U.S. securities regulators filed suit on Friday against unknown traders in the options of ketchup maker H.J. Heinz Co, alleging they traded on inside information before the company announced a deal to be acquired for $23 billion by Warren Buffett‘s Berkshire Hathaway Inc and Brazil’s 3G Capital.
The suit, in federal court in Manhattan, cites “highly suspicious trading” in Heinz call options just prior to the Feb. 14 announcement of the deal. The regulator has frequently in past filed suit against unnamed individuals where it has evidence of wrongdoing, but is still trying to uncover the identities of those involved.
That trading, the suit said, caused the price of the particular call option they bought to soar 1,700 percent and generated unrealized profits of more than $1.7 million.
The regulator claims the traders are either in, or trading through accounts in, Zurich, Switzerland. The account had no history of trading in Heinz over the last six or so months.
It has also obtained an emergency order to freeze assets in the Swiss account linked to the trading. In the suit, the SEC refers to the account as the “GS Account” and in a statement Goldman Sachs Group Inc said it was cooperating with the regulator’s investigation.
“Irregular and highly suspicious options trading immediately in front of a merger or acquisition announcement is a serious red flag that traders may be improperly acting on confidential nonpublic information,” Daniel Hawke, chief of the SEC’s Division of Enforcement’s Market Abuse Unit said in a statement.
Representatives of Heinz and Berkshire Hathaway were unavailable for immediate comment. A 3G representative declined to comment. The founder of 3G, Jorge Paulo Lemann, is from Brazil, but has made a home in Switzerland since the 1990s. He has not been implicated in any wrongdoing related to the deal.
After the deal was revealed on Thursday, options market experts called Wednesday’s trading “suspicious and incredibly well-timed.”
The suit marks the second time in less than six months that the SEC has taken action over a 3G acquisition. In September 2012, the regulator got a court order to freeze the assets of a Wells Fargo & Co stockbroker who allegedly traded on inside information about 3G’s 2010 acquisition of Burger King.
In that case, the SEC said the stockbroker got the information from a client who had invested in one of 3G’s funds.
The suit also marks the second time in two years that controversy has erupted over a Berkshire acquisition target.
In March 2011, Berkshire struck a deal to buy chemical company Lubrizol for $9 billion.

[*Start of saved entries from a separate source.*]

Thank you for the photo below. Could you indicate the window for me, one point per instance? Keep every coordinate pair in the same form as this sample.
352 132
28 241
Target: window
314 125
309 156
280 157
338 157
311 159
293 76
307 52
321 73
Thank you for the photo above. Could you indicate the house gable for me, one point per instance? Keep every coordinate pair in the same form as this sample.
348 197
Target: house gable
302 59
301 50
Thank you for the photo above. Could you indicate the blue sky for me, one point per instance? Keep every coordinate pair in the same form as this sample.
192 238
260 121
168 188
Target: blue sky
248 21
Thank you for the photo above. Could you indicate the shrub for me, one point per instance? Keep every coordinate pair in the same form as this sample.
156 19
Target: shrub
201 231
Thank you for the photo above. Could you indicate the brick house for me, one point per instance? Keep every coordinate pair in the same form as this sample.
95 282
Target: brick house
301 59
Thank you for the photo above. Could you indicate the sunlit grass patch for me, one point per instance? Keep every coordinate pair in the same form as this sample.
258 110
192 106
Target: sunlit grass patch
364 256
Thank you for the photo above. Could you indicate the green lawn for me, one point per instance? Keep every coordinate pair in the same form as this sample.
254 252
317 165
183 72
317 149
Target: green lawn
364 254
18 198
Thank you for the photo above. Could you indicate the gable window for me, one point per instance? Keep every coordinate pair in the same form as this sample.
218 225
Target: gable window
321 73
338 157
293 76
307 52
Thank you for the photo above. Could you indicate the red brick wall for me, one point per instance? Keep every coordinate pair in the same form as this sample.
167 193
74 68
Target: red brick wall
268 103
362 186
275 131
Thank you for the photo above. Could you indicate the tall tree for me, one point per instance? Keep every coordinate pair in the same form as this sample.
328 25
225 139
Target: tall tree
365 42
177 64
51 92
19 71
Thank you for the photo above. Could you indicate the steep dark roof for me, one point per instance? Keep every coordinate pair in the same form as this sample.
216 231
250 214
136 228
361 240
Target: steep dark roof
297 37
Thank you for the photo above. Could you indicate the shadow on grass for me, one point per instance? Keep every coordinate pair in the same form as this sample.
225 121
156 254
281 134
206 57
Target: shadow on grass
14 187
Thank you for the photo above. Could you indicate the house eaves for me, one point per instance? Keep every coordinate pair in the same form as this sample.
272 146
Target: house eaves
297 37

Less than three weeks later, Berkshire said Buffett lieutenant David Sokol was resigning and disclosed he had been buying Lubrizol shares while pushing Buffett to acquire the company. The SEC dropped a probe into Sokol’s trading earlier this year.
The suit is Securities and Exchange Commission v. Certain Unknown Traders in the Securities of H.J. Heinz Co, U.S. District Court, Southern District of New York, No. 13-1080.